A duct-taped banana sold for $6.2 million on Wednesday, Nov. 20, in New York City. The work of art by Italian artist Maurizio Cattelan is called “Comedian.”
After more than six minutes of bidding at Sotheby’s auction house, the winner was declared. Justin Sun, the Chinese-born founder of the cryptocurrency platform TRON, who watched the auction from Hong Kong, was the work’s new owner.
“Comedian” comes with installation instructions — 14 pages — that double as the certificate of authenticity. It instructs the owner to replace the fruit when needed with a supply of his own and to position the banana so it curves to the right and always displays vertically.

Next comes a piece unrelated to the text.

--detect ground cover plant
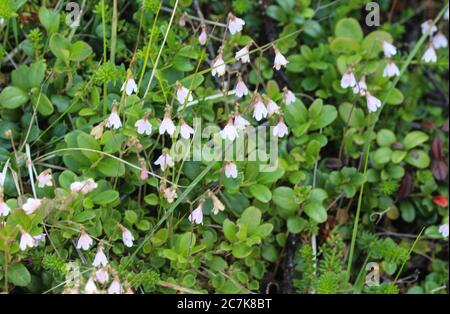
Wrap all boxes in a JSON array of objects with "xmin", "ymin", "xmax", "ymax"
[{"xmin": 0, "ymin": 0, "xmax": 449, "ymax": 294}]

The piece was estimated to fetch between $1 million and $1.5 million, but bidders went far beyond that to be the top banana. Cattelan has said he crafted his work as a satirical jab at market speculation.
“Comedian” first debuted at a Miami Beach art event in 2019, where the Perrotin Gallery sold three editions for between $120,000 and $150,000 each. However, the work proved “ripe for the taking” for one performance artist, David Datuna, who ripped the banana right off the wall and ate it.
The piece has even caused an uproar in the crypto world. Earlier this month Sotheby’s executive Michael Bouhanna created a memecoin, crypto inspired by online trends or memes, based on Cattelan’s banana called “BAN.” It was direct competition with another “Comedian”-inspired memecoin minted in August called “BTW,” short for “banana tape wall.”
Sun said he will pay for the work in crypto. But what did the tycoon find so “appealing” about the duct-taped banana?
In a statement, Sun said the work “represents a cultural phenomenon that bridges the worlds of art, memes, and the cryptocurrency community.”
As for what he’ll do with it, he plans to “personally eat the banana as part of this unique artistic experience, honoring its place in both art history and popular culture.”